My parents then happily moved to
our village at Kumbakonam and then my father took him to Rameswaram for his
much cherished darshan of the God and the holy dips in the 21 teerthams. And
all through my childhood, he had always quoted this trip to Rameswaram as his
lifetime achievement and that he would always remain indebted to my parents for
making that happen.
Reflecting on it today, I am
amazed that those were such simple and easy times when there were no
communication links like we have today and yet a person without a ticket, lost
in a crowd at an unknown place, carrying very little money, could get help from
all the people en-route to reach a house in a city where people did not speak
his language. No railway employee harassed him on the way, no policeman took
advantage of his situation and no fellow passenger exploited his vulnerability.

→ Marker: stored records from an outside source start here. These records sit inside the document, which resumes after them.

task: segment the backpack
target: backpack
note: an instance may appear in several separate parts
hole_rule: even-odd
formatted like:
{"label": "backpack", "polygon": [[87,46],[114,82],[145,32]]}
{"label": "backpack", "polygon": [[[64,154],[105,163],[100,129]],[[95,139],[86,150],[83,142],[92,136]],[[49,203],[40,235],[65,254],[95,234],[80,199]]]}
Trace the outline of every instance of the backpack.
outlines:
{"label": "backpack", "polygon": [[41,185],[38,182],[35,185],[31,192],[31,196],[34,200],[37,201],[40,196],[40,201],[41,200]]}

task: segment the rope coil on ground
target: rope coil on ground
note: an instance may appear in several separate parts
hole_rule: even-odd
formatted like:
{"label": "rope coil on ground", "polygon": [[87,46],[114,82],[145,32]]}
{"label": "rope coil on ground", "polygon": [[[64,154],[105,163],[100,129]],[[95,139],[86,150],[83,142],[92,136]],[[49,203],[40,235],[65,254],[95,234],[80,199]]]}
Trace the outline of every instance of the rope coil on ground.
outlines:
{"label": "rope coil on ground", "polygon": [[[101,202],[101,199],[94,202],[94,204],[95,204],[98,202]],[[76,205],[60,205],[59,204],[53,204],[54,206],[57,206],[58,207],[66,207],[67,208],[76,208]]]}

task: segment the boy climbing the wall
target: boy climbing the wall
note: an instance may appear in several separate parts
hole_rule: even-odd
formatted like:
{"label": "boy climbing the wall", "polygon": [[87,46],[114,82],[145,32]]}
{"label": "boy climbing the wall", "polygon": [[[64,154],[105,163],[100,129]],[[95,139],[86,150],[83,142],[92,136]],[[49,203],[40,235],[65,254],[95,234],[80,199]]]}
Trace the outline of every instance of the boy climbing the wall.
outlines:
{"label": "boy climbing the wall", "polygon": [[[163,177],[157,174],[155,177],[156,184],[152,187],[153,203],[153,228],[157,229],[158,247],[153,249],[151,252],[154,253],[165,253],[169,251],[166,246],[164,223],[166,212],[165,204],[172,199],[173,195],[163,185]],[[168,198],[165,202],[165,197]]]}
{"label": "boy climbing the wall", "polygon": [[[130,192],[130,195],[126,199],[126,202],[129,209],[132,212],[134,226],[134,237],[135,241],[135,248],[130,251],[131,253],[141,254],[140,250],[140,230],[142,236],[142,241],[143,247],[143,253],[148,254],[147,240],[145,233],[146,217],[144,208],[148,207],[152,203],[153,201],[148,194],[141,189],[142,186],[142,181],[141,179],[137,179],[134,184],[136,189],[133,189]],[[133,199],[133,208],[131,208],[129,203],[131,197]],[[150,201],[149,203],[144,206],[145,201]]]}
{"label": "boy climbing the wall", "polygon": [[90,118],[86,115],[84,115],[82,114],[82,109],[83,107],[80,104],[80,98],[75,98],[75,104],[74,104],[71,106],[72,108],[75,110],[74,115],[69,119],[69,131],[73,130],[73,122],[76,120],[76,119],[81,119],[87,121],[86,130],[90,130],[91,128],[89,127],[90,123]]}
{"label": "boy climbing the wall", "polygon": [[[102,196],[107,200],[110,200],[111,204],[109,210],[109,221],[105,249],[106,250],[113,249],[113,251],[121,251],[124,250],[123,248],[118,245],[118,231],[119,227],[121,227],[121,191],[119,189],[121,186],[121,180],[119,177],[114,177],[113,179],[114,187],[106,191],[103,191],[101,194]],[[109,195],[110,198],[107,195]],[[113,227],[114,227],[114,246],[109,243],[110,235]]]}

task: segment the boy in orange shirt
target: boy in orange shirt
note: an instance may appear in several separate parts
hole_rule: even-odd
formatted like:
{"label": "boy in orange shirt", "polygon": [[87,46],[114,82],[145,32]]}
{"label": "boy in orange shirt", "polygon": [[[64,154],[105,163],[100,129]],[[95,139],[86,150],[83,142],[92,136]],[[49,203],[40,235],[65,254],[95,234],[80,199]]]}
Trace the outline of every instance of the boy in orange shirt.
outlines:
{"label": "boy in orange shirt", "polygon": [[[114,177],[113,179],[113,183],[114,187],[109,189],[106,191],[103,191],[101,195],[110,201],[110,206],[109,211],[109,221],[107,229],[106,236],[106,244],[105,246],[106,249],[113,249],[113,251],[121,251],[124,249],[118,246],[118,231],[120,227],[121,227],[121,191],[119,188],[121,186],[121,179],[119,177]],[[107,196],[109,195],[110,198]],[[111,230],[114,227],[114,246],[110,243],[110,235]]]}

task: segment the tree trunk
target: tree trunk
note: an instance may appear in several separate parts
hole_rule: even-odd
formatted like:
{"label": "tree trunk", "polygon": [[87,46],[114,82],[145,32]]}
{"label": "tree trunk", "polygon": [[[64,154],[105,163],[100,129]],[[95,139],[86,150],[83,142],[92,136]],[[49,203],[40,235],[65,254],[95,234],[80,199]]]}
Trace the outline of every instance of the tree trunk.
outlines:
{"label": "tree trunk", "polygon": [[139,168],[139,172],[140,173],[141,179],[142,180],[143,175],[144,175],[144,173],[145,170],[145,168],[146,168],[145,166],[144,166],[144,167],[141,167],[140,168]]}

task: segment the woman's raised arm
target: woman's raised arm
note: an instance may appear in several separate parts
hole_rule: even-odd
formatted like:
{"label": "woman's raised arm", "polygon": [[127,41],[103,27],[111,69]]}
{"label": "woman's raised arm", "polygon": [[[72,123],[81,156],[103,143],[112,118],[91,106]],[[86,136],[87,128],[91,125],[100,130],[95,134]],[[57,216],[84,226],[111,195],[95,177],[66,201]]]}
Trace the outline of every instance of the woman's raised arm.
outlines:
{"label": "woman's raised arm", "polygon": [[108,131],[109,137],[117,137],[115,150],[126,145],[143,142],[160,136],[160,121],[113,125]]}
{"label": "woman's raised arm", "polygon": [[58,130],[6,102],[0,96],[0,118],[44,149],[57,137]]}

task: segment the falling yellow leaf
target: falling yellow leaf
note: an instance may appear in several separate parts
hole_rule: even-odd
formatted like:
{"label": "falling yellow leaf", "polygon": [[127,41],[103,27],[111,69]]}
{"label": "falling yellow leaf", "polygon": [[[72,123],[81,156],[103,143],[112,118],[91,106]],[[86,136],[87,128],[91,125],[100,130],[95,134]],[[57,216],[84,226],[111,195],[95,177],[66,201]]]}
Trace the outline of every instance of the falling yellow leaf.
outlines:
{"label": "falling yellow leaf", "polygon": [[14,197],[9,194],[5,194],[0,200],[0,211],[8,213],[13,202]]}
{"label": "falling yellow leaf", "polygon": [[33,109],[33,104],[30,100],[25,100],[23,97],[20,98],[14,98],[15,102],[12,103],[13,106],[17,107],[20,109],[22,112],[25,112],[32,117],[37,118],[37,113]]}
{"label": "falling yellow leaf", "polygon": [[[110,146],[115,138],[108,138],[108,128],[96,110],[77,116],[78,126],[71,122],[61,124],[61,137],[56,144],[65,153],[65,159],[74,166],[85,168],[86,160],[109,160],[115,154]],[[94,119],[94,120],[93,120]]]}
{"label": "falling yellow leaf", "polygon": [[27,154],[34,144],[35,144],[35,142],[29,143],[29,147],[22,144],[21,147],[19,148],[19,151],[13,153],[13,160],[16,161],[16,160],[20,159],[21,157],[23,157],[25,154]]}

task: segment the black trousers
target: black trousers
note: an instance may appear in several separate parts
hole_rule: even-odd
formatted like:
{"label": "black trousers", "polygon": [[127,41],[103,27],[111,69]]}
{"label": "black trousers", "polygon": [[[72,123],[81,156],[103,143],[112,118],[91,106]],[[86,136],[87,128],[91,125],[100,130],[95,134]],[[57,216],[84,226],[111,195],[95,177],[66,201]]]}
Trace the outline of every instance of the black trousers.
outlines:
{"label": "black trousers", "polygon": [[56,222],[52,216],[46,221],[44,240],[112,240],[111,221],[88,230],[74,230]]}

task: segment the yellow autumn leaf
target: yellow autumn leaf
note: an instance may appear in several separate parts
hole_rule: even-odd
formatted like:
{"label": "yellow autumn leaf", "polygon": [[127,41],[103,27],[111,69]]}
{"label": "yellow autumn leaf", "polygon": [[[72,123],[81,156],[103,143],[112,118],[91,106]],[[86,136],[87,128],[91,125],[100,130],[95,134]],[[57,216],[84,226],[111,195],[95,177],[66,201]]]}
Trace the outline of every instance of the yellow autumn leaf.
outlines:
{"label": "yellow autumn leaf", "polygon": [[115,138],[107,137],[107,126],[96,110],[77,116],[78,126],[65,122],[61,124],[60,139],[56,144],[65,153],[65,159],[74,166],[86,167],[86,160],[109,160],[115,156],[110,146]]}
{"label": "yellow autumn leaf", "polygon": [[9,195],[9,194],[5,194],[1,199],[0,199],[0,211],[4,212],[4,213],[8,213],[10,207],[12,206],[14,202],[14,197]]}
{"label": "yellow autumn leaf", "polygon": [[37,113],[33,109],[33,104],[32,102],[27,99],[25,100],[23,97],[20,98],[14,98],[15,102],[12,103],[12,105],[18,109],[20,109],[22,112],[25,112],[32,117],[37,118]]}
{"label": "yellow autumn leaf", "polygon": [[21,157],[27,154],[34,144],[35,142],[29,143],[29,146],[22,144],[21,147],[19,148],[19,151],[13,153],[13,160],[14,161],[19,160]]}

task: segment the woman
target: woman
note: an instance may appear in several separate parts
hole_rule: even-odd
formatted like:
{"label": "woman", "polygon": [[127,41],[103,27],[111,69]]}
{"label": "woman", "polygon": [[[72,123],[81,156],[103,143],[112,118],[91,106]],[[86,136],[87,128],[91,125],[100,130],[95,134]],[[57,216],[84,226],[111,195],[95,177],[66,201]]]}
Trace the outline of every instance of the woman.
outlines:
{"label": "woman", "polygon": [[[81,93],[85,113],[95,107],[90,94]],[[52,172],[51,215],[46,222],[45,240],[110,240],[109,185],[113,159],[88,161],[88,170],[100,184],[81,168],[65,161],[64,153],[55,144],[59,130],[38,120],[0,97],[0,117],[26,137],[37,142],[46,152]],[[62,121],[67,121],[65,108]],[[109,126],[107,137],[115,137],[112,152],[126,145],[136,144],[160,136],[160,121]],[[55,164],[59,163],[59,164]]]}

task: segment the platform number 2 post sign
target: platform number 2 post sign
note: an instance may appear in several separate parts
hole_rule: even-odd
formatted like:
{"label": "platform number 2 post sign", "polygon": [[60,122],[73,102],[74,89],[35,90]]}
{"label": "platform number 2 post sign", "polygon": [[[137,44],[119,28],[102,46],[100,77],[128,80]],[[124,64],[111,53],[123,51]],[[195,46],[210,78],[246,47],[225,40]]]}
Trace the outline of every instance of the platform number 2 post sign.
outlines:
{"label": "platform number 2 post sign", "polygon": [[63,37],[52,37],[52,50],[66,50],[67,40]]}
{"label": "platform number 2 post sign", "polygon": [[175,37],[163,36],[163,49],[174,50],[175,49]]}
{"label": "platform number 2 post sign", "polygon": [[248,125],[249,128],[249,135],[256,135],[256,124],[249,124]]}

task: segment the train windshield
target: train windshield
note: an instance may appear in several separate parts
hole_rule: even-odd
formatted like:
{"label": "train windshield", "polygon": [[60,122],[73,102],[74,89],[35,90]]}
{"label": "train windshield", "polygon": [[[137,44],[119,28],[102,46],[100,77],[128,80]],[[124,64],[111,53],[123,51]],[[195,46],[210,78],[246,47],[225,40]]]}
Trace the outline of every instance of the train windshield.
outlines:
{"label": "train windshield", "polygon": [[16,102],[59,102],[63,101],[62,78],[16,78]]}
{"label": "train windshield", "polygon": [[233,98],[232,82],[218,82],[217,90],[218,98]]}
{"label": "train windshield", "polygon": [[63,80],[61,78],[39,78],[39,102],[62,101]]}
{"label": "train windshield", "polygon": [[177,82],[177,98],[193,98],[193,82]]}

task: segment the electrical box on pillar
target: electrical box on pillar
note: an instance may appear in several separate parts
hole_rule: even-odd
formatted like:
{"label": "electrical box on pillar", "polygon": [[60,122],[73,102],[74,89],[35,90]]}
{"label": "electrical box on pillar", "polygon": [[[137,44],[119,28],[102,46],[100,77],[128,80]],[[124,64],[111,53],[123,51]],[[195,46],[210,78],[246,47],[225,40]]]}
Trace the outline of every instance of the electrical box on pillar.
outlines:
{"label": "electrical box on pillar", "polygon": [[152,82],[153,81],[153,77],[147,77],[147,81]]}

Shiv Narayan kept visiting us
until I was in college with the same enthusiasm, albeit with reduced frequency,
as he grew older and was not keeping good health. Later he passed away in the
same servant quarters at the PF office. Not sure who informed us about that but
I remember my mother going over there to pay her last respects before his
family shifted the body to Orai.
Remembering that simple man with
simplest of the desires from a small village near Orai and thanking my parents
to have helped him fulfil his desire of traveling 2500 Kilometers down south to
have the divine darshan at the holy Rameswaram.